GNU Octave SOCIS16 : Improve iterative methods for sparse linear systems: luglio 2016

Hi all,

during these two weeks I tried to fix some problems in pcg and gmres.
You can find the codes at
https://bitbucket.org/CrisDorigo/socis16-octave-iter_meth/src
in the folder "pcg_gmres".

PCG

Question on my previous post

In my previous post I had some problem in pcg with the check if the matrix was or not positive definite. Indeed the check done in the Octave code was not precise, especially if involved complex numbers. (To recall: in the algorithm is computed alpha = (r' * r) / (p' * (A*p)) and the control was: if alpha <= 0, break. The problem is that also if alpha was complex the algorithm must stop, moreover for Octave every complex number is greater than 0, so pcg didn't notice if alpha has an imaginary part).

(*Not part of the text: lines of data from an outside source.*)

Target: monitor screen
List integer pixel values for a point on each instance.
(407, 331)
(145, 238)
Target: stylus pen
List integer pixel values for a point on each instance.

After a (brief) discussion with the Octave community I changed the control on alpha. First of all it checks separately the numerator and the denominator of alpha (because if there is a preconditioner matrix then the definition of alpha "slightly" changes and also the numerator can be negative and/or complex), then the algorithm stops if

(abs (imag (num)) >= eps (real (num))*tol/eps) or real (num) <= 0

(the same control is made for den).

In this way the algorithm stops if really the numerator (or denominator) of alpha is negative or if it has an imaginary part "too big" (this is relative to the tolerance, because we thought that it is not the case to stop the algorithm if the imaginary part is, for example, 1e-16). If this happen then the FLAG output is setted as 4.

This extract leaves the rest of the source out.